Porté par un duo d’acteurs magnifiques : Khansa Batma — récompensée pour ce premier rôle, donc, du prix d’interprétation féminine à Venise — et Ahmed Hammoud, beauté mâle à la sensualité enivrante. Leur complicité semble crever l’écran. L’amour qu’ils incarnent, la communion de deux êtres propulsés l’un vers l’autre par des esprits qui se sont reconnus, cette faim qui en naît, tendre et violente, d’embrasser un corps étranger, d’incorporer son altérité qui est la source même ou, peut-être, la meilleure définition du désir charnel tel qu’il revêt ses plus folles intensités, impressionne partout la pellicule bien qu’elle soit toujours filmée avec une grande pudeur. La musique enveloppe et berce les étreintes ; c’est d’ailleurs elle qui suscite celle dont Ismaël El Iraki fait une des plus belles séquences du film, où la voix de Rajae s’épanouit alors que le désir grandit en et autour d’elle. Car Rajae est une voix de femme. Elle chante et son chant va forcir, se trouver et la libérer en se libérant au contact de l’amour naissant. Mais elle ne fait pas que chanter. Elle parle, plaisante, taquine, dispute et se dispute. Le langage est l’arme munie de laquelle elle brave le monde, ses menaces, ses obstacles et ses interdits. Elle est, de ce fait, une voie de femme, aussi. Son histoire, sa trajectoire telle qu’elle nous sont ici contées, sont celle de tous les grands soulèvements : d’un potentiel de révolte, une étincelle fait naître l’incendie salvateur. L’étincelle ici a un nom, une guitare américaine habillée de peau de lézard et un goût prononcé pour l’héroïne. Sa liberté diluée dans la drogue est une flamme juste encore assez vive pour mettre le feu aux poudres du désir d’être de Rajae. And the rest is history…

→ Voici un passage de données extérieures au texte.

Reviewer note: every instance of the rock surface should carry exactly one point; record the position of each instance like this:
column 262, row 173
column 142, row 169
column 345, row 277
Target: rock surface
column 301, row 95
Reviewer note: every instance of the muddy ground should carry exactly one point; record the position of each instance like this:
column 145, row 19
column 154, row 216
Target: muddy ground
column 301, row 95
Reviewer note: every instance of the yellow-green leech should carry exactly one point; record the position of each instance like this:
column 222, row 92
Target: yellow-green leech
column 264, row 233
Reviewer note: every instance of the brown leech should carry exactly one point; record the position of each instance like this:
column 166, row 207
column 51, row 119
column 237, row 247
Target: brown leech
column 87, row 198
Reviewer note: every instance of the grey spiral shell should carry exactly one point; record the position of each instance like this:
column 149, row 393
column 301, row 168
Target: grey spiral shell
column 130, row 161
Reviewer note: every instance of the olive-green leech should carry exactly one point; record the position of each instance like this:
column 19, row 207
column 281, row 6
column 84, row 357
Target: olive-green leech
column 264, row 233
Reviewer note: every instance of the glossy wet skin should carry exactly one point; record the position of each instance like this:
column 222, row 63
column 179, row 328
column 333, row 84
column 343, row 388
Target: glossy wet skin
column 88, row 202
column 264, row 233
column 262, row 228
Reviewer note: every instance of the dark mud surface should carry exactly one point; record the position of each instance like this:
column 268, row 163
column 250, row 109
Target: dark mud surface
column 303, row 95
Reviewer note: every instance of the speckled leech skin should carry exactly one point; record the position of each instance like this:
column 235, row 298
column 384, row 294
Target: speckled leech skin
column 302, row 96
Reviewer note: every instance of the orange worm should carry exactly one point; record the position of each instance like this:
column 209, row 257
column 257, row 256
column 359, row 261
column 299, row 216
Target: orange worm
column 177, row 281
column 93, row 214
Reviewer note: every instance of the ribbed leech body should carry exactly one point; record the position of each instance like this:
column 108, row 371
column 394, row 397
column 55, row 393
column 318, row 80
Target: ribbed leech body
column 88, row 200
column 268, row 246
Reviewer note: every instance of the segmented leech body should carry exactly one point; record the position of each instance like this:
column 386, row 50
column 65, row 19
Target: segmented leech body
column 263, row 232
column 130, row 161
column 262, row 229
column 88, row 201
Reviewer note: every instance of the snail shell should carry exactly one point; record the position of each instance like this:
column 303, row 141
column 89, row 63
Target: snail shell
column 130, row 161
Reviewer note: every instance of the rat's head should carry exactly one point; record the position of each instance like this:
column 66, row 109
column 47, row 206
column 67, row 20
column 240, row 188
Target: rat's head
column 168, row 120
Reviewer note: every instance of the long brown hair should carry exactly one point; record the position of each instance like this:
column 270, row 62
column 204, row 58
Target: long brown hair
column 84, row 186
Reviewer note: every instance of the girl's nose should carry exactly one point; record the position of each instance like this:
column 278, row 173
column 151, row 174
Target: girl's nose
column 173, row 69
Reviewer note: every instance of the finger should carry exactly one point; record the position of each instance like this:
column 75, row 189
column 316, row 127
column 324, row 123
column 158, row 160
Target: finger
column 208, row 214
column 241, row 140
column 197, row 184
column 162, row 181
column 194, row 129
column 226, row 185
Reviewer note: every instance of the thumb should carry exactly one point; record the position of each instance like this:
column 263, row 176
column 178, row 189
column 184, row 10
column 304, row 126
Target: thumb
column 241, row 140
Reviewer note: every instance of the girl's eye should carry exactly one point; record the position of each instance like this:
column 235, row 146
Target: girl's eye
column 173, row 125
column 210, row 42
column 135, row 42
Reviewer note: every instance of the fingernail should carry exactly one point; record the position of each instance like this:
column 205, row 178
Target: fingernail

Sur ce premier long-métrage mélomane et cinéphile plane un goût pour le film de genre, du film noir au Western, une tendresse pour la série B et son sens parfois mésestimé de la subversion et une ambition politique — mais pas politicienne — de créateur : celle de braver les narratifs essoufflés et figés, de donner à voir un imaginaire venu du Maghreb, débarrassé d’un certain stigmate, d’une assignation se faire porte-parole ou interprète, conservateur de musée ou ethnographe dès lors qu’on tourne sa caméra vers le Sud. Les influences qui se manifestent, devant Burning Casablanca vont de Tarantino à Monte Hellman, de Sidney Lumet à Sergio Leone en passant par Nicholas Ray et Ismaël El Iraki ne propose ni un film « sur le Maroc » ni un film « à message » c’est peut-être là que repose le sien. Il revendique et s’arroge par son geste de pur cinéma, un droit qui serait, lui, bien universel. Droit à la singularité des imaginaires d’où qu’ils viennent, droit de proposer des formes et de révéler des mondes où s’exprime une authenticité à chercher au-delà de « l’injonction naturaliste » dont toute la problématique de l’auteur est de s’extraire.
Burning Casablanca raconte, certes depuis le Maroc, une histoire d’amour et de chaos, d’adversité et de révolte, de sentiments indomptables face aux faux-semblants. L’histoire, toujours la même, constamment réinventée depuis que la fiction dit le monde, de la vie et des hommes. Mais une histoire que le film raconte en 35mm, avec un plaisir assumé pour tous les moyens et les artifices propres au cinéma. Pas un film qui fasse Sud parce qu’il fait pauvre. Une histoire qui nous dévoile avec panache un fragment de la condition humaine que le Maroc — Casablanca précisément — parfume de sons, de couleurs et de lumières singulières.